I have a question: Is it true that $$ \underset{\omega}{\max}\; \omega^{\top}\cdot F(\omega') \leq \underset{\omega}{\max}\; \omega^{\top}\cdot F(\omega),\; \forall \omega' $$ where the elements of the vector $\omega$ satisfy $\sum\limits_{i} \omega_{i} = 1$.
Context: I was reading the mathematical proofs of the following paper https://arxiv.org/pdf/1908.08342.pdf on multi-objective reinforcement learning and, on page 16 in the Appendix, I stumbled across the proof of the theorem 2. For this theorem, the authors defined a pseudo-metric over the space of action-value functions $Q(s, a, \omega)$, where $s$ and $a$ are respectively the state of the environment and the action performed by an actor: $$ d(Q, Q') = \underset{s, a, \omega}{\max}\; \left|\omega^{\top}\cdot \left(Q(s, a, \omega) - Q'(s, a, \omega)\right)\right| $$
Then, the goal is to show that the Bellman optimality operator $(\mathcal{T}Q)$ defined below is a contraction, i.e. that $d(\mathcal{T}Q, \mathcal{T}Q') \leq \gamma d(Q, Q')$: $$ (\mathcal{T}Q)(s, a, \omega) = r(s, a) + \gamma \mathbb{E}_{s'\sim\mathcal{P}(s'|s, a)}\left[ \arg_{Q} \underset{a', \omega'}{\max}\; \omega^{\top}\cdot Q(s', a', \omega') \right] $$
The authors were able to show that: $$ (\mathcal{T}Q)(s, a, \omega) \leq \gamma\; \underset{s', a', \omega}{\max} \left|\omega^{\top}\cdot \left(Q(s', a', \omega') - Q'(s', a', \omega')\right)\right| = \gamma d(Q, Q') $$ completing their proof.
My Problem: My problem is in the equality saying $\underset{s', a', \omega}{\max} \left|\omega^{\top}\cdot \left(Q(s', a', \omega') - Q'(s', a', \omega')\right)\right| = d(Q, Q')$. Indeed, given the definition of the metric $d$ and since we have $\omega'$ as argument to the functions instead of $\omega$, I am thinking that the equality is false and that we have instead: $$ \underset{s', a', \omega}{\max} \left|\omega^{\top}\cdot \left(Q(s', a', \omega') - Q'(s', a', \omega')\right)\right| \neq \underset{s', a', \omega}{\max} \left|\omega^{\top}\cdot \left(Q(s', a', \omega) - Q'(s', a', \omega)\right)\right| = d(Q, Q') $$ which would not be good for the proof.
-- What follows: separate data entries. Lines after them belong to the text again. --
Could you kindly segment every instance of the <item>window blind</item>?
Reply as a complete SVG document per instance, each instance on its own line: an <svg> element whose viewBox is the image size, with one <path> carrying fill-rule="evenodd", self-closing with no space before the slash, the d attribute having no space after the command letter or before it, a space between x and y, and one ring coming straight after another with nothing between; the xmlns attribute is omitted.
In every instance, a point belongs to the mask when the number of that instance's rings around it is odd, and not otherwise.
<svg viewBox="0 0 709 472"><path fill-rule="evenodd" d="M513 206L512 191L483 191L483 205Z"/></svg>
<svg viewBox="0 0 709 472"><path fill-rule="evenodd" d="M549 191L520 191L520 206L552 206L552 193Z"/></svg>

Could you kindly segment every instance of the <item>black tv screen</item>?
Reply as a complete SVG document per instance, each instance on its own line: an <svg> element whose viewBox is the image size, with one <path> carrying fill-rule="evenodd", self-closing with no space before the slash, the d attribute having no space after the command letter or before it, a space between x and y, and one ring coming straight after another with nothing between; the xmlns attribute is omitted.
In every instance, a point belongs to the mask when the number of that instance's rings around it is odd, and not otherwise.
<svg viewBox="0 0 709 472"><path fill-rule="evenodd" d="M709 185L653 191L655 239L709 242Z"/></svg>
My solution: To make sense of the proof, I am proposing that maybe there is an omitted step where we would need the following relation: $$ \underset{s', a', \omega}{\max} \left|\omega^{\top}\cdot \left(Q(s', a', \omega') - Q'(s', a', \omega')\right)\right| \leq \underset{s', a', \omega}{\max} \left|\omega^{\top}\cdot \left(Q(s', a', \omega) - Q'(s', a', \omega)\right)\right| = d(Q, Q') $$ However, I don't know if such a relation is even valid, hence my question! My intuition tells me that the relation is true and that $\underset{\omega}{\max}\; \omega^{\top}\cdot F(\omega') \leq \underset{\omega}{\max}\; \omega^{\top}\cdot F(\omega),\; \forall \omega'$ is always valid, but I have no idea how to prove that, making me seriously doubt my intuition.
Summary of my questions:
(1) Is the relation $\underset{\omega}{\max}\; \omega^{\top}\cdot F(\omega') \leq \underset{\omega}{\max}\; \omega^{\top}\cdot F(\omega),\; \forall \omega'$ always true? And how can I show mathematically whether it is true or not?
(2) Am I right to assume that the proof is only valid if the above relation is true and used, i.e., that there is a problem in the original proof as given in the paper? Or did I miss something?
P.s.: I know that any person who wants to answer would still need to go to the paper, as not all details are necessarily included above. At first, I wanted to include every single details about the context, but then I found it would be rather lengthy. I hope that I can still get some help on the matter. Thank you!